No se trata solo de “fuerza de voluntad”. Si fuera tan fácil, nadie fumaría, nadie se quedaría atrapado en relaciones tóxicas y nadie se comería un kilo de helado a las dos de la mañana viendo películas tristes. Salir de una adicción implica reconocer qué necesidad está intentando tapar y aprender nuevas formas de llenar ese espacio.

Ejercicio para reflexionar

  • Escribe una lista de las cosas que haces “en automático” para sentirte bien (comer, revisar redes, fumar, beber alcohol, ver series, discutir, comprar, etc.).
  • Pregúntate: “¿Qué estoy buscando realmente cuando hago esto? ¿Alivio? ¿Atención? ¿Reconocimiento?”
  • Piensa en otra forma de darte eso mismo sin que sea dañino para ti.

Ejemplos para salir del automático y recuperar el control

El cigarro en la oficina

Una persona que fuma desde los 16 años, pero no porque le encante el sabor. Cada cigarro es una pausa, un momento para ella misma. Lo que en realidad necesita no es nicotina, sino un respiro en su día. ¿Y si en vez de un cigarro, se regala 5 minutos de descanso consciente?

Las compras de medianoche

La persona que siente un vacío cuando llega a casa, así que compra cosas en línea sin pensarlo. No es el objeto lo que le falta, sino la sensación de recibir algo nuevo. ¿Y si en vez de una compra, se regala palabras de reconocimiento por su esfuerzo diario?

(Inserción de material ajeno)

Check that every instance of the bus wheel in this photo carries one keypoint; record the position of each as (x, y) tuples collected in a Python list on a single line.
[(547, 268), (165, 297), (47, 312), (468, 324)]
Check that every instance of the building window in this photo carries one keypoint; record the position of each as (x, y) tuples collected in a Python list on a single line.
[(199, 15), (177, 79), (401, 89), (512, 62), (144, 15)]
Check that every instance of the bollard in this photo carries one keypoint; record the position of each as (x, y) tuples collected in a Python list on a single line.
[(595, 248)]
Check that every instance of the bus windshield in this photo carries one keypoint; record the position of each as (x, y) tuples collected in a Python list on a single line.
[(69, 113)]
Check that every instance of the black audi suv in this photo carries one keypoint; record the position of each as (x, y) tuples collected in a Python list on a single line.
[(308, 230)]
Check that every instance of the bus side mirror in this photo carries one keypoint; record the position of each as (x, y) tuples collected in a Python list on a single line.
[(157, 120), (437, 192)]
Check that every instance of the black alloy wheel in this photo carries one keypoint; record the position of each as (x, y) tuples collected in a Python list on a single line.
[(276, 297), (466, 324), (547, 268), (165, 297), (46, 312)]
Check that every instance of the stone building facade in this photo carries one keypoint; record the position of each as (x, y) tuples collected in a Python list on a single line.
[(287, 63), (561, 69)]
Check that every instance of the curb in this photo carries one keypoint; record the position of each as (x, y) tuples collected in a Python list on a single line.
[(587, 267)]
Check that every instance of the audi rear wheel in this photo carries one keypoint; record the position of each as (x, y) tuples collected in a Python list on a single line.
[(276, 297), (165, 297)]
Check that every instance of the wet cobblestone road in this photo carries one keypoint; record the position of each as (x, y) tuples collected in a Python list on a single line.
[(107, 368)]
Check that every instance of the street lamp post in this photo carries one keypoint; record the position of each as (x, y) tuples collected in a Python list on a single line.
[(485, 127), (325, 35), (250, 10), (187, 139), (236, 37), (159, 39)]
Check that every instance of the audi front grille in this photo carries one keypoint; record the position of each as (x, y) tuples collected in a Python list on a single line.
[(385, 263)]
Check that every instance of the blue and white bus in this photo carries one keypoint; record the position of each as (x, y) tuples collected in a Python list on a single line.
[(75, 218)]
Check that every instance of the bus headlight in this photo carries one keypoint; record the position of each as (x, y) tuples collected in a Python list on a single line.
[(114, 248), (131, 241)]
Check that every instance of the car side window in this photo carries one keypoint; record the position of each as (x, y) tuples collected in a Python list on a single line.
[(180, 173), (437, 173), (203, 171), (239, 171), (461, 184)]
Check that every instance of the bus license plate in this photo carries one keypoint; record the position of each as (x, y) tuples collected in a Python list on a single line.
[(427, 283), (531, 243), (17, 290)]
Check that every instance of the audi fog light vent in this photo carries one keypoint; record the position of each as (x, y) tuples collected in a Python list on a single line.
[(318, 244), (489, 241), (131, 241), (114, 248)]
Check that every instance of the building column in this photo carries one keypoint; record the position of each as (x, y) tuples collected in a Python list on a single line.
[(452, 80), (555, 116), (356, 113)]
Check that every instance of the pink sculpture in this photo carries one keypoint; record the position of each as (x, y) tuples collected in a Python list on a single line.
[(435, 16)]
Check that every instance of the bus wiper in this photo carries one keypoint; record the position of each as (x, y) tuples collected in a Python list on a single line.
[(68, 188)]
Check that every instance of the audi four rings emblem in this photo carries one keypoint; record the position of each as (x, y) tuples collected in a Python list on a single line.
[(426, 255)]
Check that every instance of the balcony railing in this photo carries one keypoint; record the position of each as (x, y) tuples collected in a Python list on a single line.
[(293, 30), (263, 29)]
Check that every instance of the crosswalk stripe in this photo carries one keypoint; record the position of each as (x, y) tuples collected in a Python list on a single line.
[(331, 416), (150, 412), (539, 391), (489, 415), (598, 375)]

El teléfono que nunca suelta

Esa persona que revisa sus redes cada cinco minutos, no porque haya algo importante, sino porque teme sentirse sola. ¿Y si en vez de buscar validación afuera, se dedica un rato a escribir lo que sí valora de sí misma?

Los brindis vacíos

La persona que busca en cada copa el alivio a un dolor profundo. No es el alcohol lo que le falta, sino el consuelo y la paz que aún no ha encontrado. ¿Y si en vez de un trago, se regala un momento de autocuidado y amor por sí mismo? Por ejemplo, Tómate un vaso de agua antes de decidir el siguiente trago. No es solo hidratación, es un pequeño espacio para preguntarte qué necesitas en verdad.